“He come up behind with a knife. I saw his shadow, and I give it to him across the temple with a bit of scrap-iron laying on the little pier. He died two days later.

“One was twenty years gone now. They called him DeVine, and he was the crookedest man that ever put on white man’s clothes. It began with cards, and ended with him trying to do me on a mine. He knowed when I had caught him, and pulled his gun first. He missed me about six inches, and we wasn’t standing more than seven feet apart....

“And one was something more than eight years ago. He was no account. He murdered old Tom Richards. Tom was a pardner of mine. Tom’s body wasn’t cold yet when the man as murdered him went to plead his case with the Great Judge.”

Again the deep stillness of the mountains shut in about them. Young Dick Farley stared curiously into his partner’s face, wondering. And since the ways of the cities of the earth were not forgotten by him, the ways of men, where judges and courts and written laws were not, were new to him—he shivered slightly.

For two years he and the man who was speaking quietly of the murderous killing of men, and the killing of men in retribution, had lived together in that close fraternity for which the West has coined the word “pardnership” from a colder word; and never had he heard old Johnny Watson talk as he did tonight. And still he waited for the man to go on, knowing that there was some reason for this unasked confidence.

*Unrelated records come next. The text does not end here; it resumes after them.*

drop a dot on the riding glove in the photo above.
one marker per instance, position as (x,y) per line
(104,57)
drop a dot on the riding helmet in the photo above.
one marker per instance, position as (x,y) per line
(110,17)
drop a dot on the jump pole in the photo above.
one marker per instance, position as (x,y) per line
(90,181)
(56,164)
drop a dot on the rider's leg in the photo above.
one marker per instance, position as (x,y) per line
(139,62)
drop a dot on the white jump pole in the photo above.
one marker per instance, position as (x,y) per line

“There’s some things a man can explain,” went on Watson. “There’s a Lord’s sight more he can’t. When you’ve lived as long as I have, Dickie, alone a big three-fourths of the time, maybe you’ll be like me and not try to look under things for the why so long’s you know the what.

“I know now you and me are on the likeliest trail I ever put one foot down in front of the other on. And I know it’s my last trail! It’s ‘So long’ for you and me, pardner. And I’m going to know real soon what’s on the other side of things.”

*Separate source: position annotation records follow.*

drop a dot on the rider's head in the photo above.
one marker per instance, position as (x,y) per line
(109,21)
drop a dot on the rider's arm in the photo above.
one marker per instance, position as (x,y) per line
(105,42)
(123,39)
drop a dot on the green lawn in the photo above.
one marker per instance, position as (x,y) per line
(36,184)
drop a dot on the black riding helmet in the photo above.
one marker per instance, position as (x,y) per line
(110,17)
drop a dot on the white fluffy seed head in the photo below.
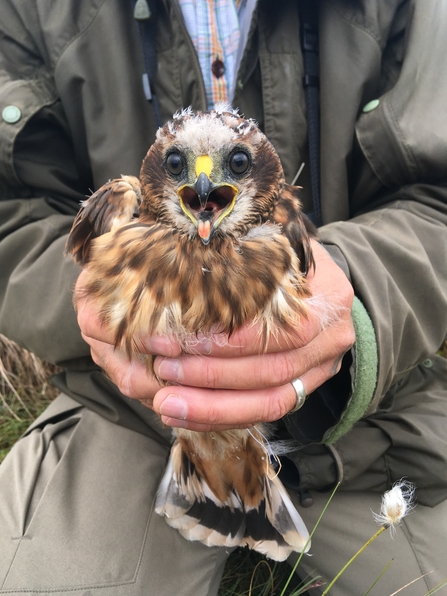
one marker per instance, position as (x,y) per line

Dick Farley sought a light rejoinder with which to meet an old miner’s superstition, but he could find no words. So again there was silence between them until Watson once more spoke:

“I killed them three men in fair fight, Dickie, and with the right o’ things on my side. And it ain’t ever once bothered me. And now the funny part of it—I ain’t so much as thought of one of them men for a month.

“You know we got too much to think about, you and me, with the trail leading us straight to more gold—our gold—than would sink a battle-ship. And today? Well, when the sun shines in my eyes, and I wake up slow, I’m kinder dazed for a little while, and while I can’t get my bearings I’m back in the South Sea country with Ben, the sailorman. Just as plain as I’m seeing you now, Dick, I saw him. Twisted thumb and all—and I hadn’t thought about that twisted thumb from that day over thirty years ago until this very morning! And all day I’ve been walking first with Ben and then with Flash DeVine, and then with Perry Parker, as did for poor old Tom Richards.”